Top 10 Mistakes to Avoid on the Research Computing Clusters

Tiger Cluster

Tiger cluster in the High Performance Computing Research Center. Photo credit: Floe Fusin-Wischusen, PICSciE

  1. Do not go over your storage quota. Exceeding your storage quota can lead to many problems including batch jobs failing, confusing error messages and the inability to use X11 forwarding. Be sure to routinely run the checkquota command to check your usage. If more space is needed then remove files or request a quota increase.
  2. Do not run jobs on the login nodes. When you connect to a cluster via SSH you land on the login node which is shared by all users. The login node is reserved for submitting jobs, compiling codes, installing software and running short tests that use only a few CPU-cores and finish within a few minutes. Anything more intensive must be submitted to the Slurm job scheduler as either a batch or interactive job. Failure to comply with this rule may result in your account being temporarily suspended.
  3. Do not write the output of actively running jobs to /tigress or /projects. The /tigress and /projects storage systems are shared by all of the large clusters via a single, slow connection and they are designed for non-volatile files only (i.e., files that do not change over time). Writing job output to these systems may adversely affect the work of other users and it may cause your job to run inefficiently or fail. Instead, write your output to the much faster /scratch/gpfs/<YourNetID> and then, after the job completes, copy or move the output to /projects if a backup is desired. See Data Storage for more.

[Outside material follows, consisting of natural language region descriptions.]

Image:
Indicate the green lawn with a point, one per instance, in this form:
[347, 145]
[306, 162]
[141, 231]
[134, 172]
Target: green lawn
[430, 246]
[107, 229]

  4. Do not try to access the Internet from batch or interactive jobs. All jobs submitted to the Slurm job scheduler run on the compute nodes which do not have Internet access. This includes OnDemand sessions via MyAdroit and MyDella. Because of this, a running job cannot download files, install packages or connect to GitHub. You will need to perform these operations on the login node or a visualization node before submitting the job.

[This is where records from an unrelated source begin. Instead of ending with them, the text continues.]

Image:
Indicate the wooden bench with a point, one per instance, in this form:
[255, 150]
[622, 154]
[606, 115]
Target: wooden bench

  5. Do not allocate excessive amounts of CPU memory. Please use accurate values for the --mem-per-cpu or --mem Slurm directives. Allocating excess CPU memory will unnecessarily increase your queue times and it could make multiple CPU-cores unavailable for other jobs to use. Learn how to allocate memory using Slurm.
  6. Do not allocate more than one CPU-core for serial jobs. Serial codes cannot run in parallel so using more than one CPU-core will not cause the job to run faster. Instead, doing so will waste resources and cause your next job to have a lower priority. See the Slurm page for tips on figuring out if your code can run in parallel and for information about Job Arrays which allow one to run many jobs simultaneously.

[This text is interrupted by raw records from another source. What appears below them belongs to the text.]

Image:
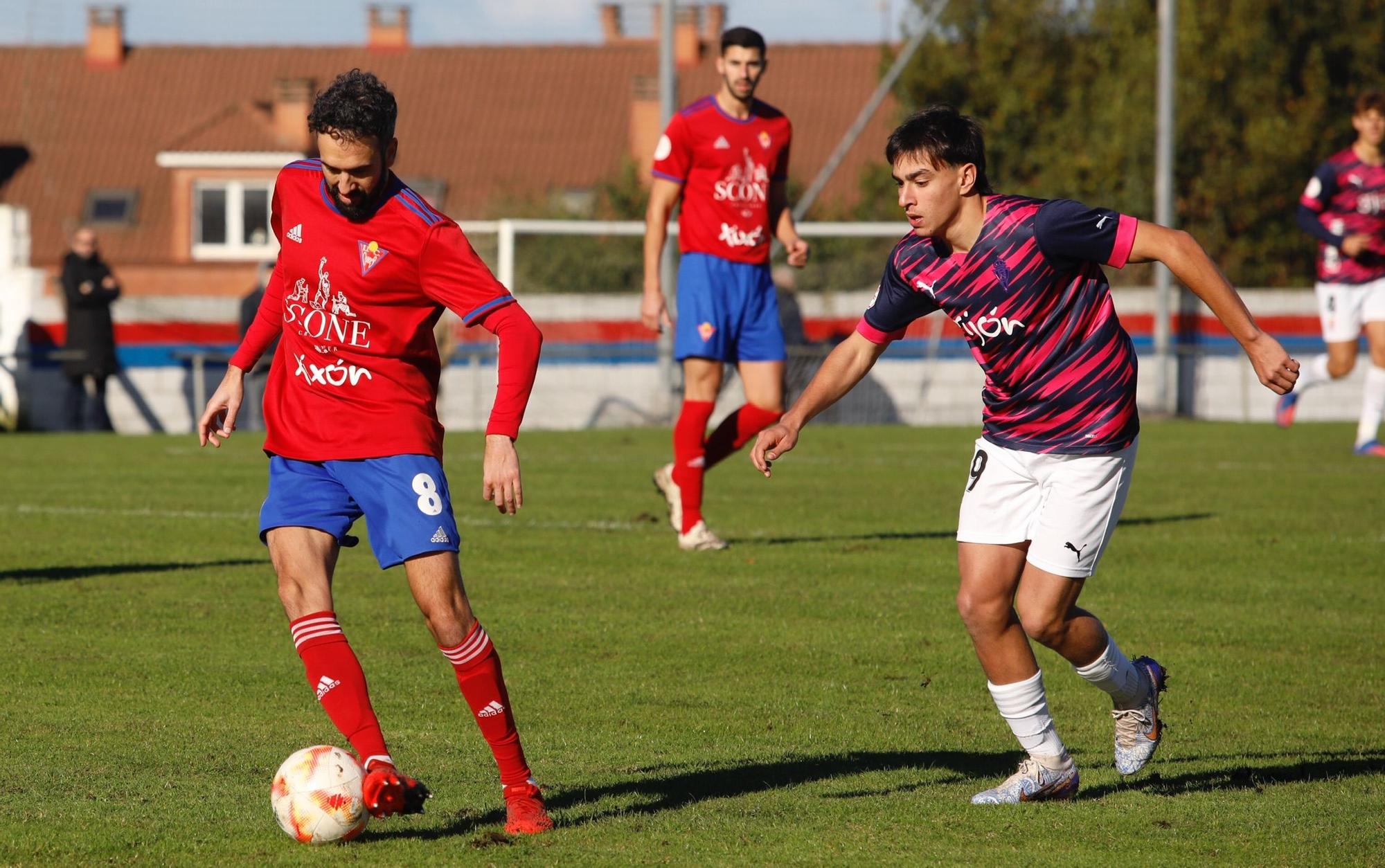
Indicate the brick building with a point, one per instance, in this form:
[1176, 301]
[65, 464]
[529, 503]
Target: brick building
[171, 152]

  7. Do not run jobs with a parallel code without first conducting a scaling analysis. If your code runs in parallel then you need to determine the optimal number of nodes and CPU-cores to use. The same is true if it can use multiple GPUs. To do this, perform a scaling analysis as described in Choosing the Number of Nodes, CPU-cores and GPUs.
  8. Do not request a GPU for a code that can only use CPUs. Only codes that have been explicitly written to use GPUs can take advantage of GPUs. Allocating a GPU for a CPU-only code will not speed-up the execution time but it will increase your queue time, waste resources and lower the priority of your next job submission. Furthermore, some codes are written to use only a single GPU. For more see GPU Computing and Choosing the Number of Nodes, CPU-cores and GPUs.
  9. Do not use the system GCC when a newer version is needed. The GNU Compiler Collection (GCC) provides a suite of compilers (gcc, g++, gfortran) and related tools. You can determine the version of the system GCC by running the command "gcc --version". If the system version is insufficient then load the appropriate environment module to make a newer version available. On Della, Stellar and Traverse run the command "module avail gcc-toolset" to see the available modules. On Tiger use "module avail rh". Learn more about environment modules.
  10. Do not waste your time trying to solve software or job scheduler problems. Research Computing is composed of staff members with a broad range of experience. If you encounter a problem that is proving difficult to solve then please see How to Get Help. Additionally, to improve your HPC skills be sure to attend the workshops and training sessions that we offer throughout the year.